A Google search produced this definition:
1. The nonphysical part of a person that is the seat of emotions and character; the soul.
2. Those qualities regarded as forming the definitive or typical elements in the character of a person, nation, or group or in the thought and attitudes of a particular period.
Obviously the first definition -- the non-physical part of a person, soul -- implies a religious sensibility. Or at least, a supernatural one.
But the second definition -- the definitive elements of something -- allows for a broad range of interpretations about what spirit signifies.
When I read Albert Einstein's letter to a girl who asked him if scientists pray, and if so, what they pray for, I sense that Einstein was thinking of spirit along the lines of "definitive elements." Read the letters, and see what you think.
(Source: Dear Professor Einstein; Image: Albert Einstein in 1947, via Life.)
The Riverside Church
January 19, 1936
My dear Dr. Einstein,
We have brought up the question: Do scientists pray? in our Sunday school class. It began by asking whether we could believe in both science and religion. We are writing to scientists and other important men, to try and have our own question answered.
We will feel greatly honored if you will answer our question: Do scientists pray, and what do they pray for?
We are in the sixth grade, Miss Ellis's class.
January 24, 1936
I will attempt to reply to your question as simply as I can. Here is my answer:
Scientists believe that every occurrence, including the affairs of human beings, is due to the laws of nature. Therefore a scientist cannot be inclined to believe that the course of events can be influenced by prayer, that is, by a supernaturally manifested wish.

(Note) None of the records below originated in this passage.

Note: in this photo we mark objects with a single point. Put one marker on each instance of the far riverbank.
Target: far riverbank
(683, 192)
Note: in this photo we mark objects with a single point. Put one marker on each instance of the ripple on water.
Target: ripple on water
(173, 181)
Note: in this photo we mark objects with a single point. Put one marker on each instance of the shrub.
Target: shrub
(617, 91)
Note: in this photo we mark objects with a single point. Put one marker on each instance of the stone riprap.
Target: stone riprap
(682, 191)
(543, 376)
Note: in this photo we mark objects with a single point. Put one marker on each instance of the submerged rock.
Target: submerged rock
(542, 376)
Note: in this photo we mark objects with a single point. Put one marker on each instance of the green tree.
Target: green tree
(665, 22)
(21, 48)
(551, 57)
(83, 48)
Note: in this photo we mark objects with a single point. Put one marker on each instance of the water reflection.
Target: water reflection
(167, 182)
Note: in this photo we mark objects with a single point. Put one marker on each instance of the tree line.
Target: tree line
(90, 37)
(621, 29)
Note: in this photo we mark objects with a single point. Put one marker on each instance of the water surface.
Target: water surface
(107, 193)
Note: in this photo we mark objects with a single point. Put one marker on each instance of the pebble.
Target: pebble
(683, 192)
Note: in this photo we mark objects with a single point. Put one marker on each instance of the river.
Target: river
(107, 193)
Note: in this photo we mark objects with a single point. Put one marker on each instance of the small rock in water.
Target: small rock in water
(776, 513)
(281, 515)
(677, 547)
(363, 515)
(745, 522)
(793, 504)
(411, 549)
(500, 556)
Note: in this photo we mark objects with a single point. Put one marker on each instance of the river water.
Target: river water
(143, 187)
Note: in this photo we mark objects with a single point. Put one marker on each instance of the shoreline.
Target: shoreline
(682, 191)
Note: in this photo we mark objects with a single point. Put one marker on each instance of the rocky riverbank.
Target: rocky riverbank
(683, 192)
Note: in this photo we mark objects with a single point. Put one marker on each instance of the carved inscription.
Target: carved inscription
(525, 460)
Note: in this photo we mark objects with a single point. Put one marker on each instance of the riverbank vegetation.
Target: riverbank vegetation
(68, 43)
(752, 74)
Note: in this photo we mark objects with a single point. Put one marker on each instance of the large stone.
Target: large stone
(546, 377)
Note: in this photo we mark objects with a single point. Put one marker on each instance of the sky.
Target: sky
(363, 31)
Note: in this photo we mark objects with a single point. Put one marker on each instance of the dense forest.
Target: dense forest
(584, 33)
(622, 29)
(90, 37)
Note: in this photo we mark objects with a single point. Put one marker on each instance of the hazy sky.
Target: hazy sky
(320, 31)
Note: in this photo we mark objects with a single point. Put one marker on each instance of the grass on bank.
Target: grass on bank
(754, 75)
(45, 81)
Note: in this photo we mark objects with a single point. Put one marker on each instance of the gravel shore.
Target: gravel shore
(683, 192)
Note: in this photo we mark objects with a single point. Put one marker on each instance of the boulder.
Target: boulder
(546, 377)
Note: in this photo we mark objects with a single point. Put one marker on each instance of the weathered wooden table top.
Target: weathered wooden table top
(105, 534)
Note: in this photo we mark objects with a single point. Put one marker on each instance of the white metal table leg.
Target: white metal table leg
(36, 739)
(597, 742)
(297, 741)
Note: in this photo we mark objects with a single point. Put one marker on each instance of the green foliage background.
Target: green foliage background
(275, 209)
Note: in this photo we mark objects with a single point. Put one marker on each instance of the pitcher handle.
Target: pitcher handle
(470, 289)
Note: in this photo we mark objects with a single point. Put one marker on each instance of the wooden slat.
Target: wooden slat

However, we must concede that our actual knowledge of these forces is imperfect, so that in the end the belief in the existence of a final, ultimate spirit rests on a kind of faith. Such belief remains widespread even with the current achievements in science.
But also, everyone who is seriously involved in the pursuit of science becomes convinced that some spirit is manifest in the laws of the universe, one that is vastly superior to that of man. In this way the pursuit of science leads to a religious feeling of a special sort, which is surely quite different from the religiosity of someone more naive.